The NLRB Is At It Again
The National Labor Relations Board (NRLB) has kicked off 2013 with grand aspirations. According to a recent Wall Street Journal Editorial, the NRLB is “grabbing a vast new mission: Regulating the workplaces of companies that have no union at all.” The origins of this latest overreach stem from an obscure provision known as “Protected Concerted Activity” from the 1935 National Labor Relations Act, which allowed employees to freely interact and talk in the office without fear of management reprisal. This provision has since become obsolete since workers have acquired new protections, making concerted activity violations fairly uncommon in the workplace.

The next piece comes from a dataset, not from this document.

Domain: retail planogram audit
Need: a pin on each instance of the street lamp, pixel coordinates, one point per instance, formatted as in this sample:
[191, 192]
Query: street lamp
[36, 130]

The man behind this ploy is none other than NLRB Acting General Counsel Lafe Solomon. Mr. Solomon, who mastermind organized labor’s attempt to keep Boeing out of South Carolina, is now trying to make the case that concerted activity protection and workers right to organize are somehow mutually exclusive. Compounding the chaos, the NLRB is now looking control how companies regulate social media. According the same editorial, “workers who bully their colleagues on Facebook publicly complain that co-workers got promotions, or who us expletives to disparage their bosses or companies or social media are apparently all engaged in protected ‘concerted activity.’”
The NLRB is supposed to be “a neutral arbiter of fair labor practice” but the board’s actions over the last four years have been anything but.